The Ministry of Environment announced on Saturday saving a rare turtle from being sold in Suez and returning it to its natural habitat in the governorate. Marine turtles are globally at threat of extinction and locally, it is forbidden to catch or eat them.
The ministry’s statement did not clarify the exact type of the turtle. However, it described it as an extremely rare type that is globally at threat of extinction.
The old sea turtle was set to be sold at one of the fish markets in Suez, when a member of the Blue Team organisation, an NGO standing for environment-saving causes and raising people’s awareness of environmental threats, noticed it and contacted the enlivenment affairs section at the ministry and requested to save it.
The owner of the fish market told local media outlets that he had bought the turtle from a fish trader who catches and sells them for “huge amounts of money.”
The Ministry of Environment’s press release stated that the market owner immediately handed the turtle to authorities to return it to its natural habitat once he learned it is a rare kind of sea turtle.

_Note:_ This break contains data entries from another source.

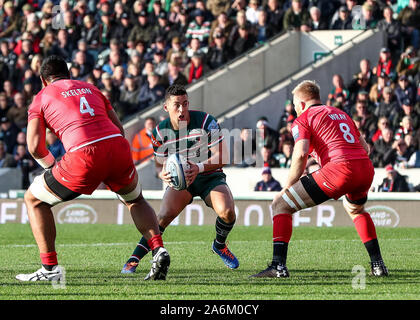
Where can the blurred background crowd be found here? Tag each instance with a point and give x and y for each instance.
(133, 50)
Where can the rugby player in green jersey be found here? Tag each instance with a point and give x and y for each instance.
(197, 136)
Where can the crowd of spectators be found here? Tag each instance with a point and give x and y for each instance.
(133, 50)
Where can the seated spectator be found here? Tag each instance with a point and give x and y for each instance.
(406, 128)
(177, 52)
(388, 105)
(376, 91)
(160, 64)
(394, 182)
(128, 102)
(173, 75)
(8, 134)
(266, 136)
(244, 152)
(344, 19)
(199, 28)
(409, 64)
(410, 19)
(263, 29)
(54, 145)
(405, 90)
(407, 110)
(141, 145)
(367, 21)
(296, 17)
(244, 42)
(221, 25)
(81, 59)
(108, 85)
(4, 107)
(142, 31)
(10, 20)
(274, 15)
(316, 21)
(392, 29)
(115, 59)
(268, 183)
(338, 87)
(399, 155)
(414, 161)
(252, 11)
(267, 158)
(63, 47)
(6, 159)
(194, 47)
(385, 65)
(381, 147)
(151, 92)
(18, 113)
(289, 114)
(361, 83)
(196, 68)
(285, 157)
(311, 166)
(236, 7)
(162, 29)
(219, 53)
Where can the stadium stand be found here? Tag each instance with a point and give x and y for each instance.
(133, 50)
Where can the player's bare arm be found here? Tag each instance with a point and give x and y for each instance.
(299, 159)
(160, 170)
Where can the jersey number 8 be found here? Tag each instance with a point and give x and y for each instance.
(85, 107)
(344, 127)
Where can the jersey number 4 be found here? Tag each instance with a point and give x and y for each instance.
(344, 127)
(85, 107)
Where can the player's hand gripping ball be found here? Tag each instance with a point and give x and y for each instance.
(176, 165)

The owner also told a local media outlet that he did not know that this kind of turtle faces extinction when he bought it from the trader, adding that he was “not aware how rare this type is.”
The ministry, with the help of experts from the National Institute for Oceanography and Fisheries, returned the turtle immediately to Al-Sadat beach in the Gulf of Suez, where it is believed to have originally lived.
Pictures of the marine turtle being set back to sea went viral on social media as people curiously followed the process of releasing it.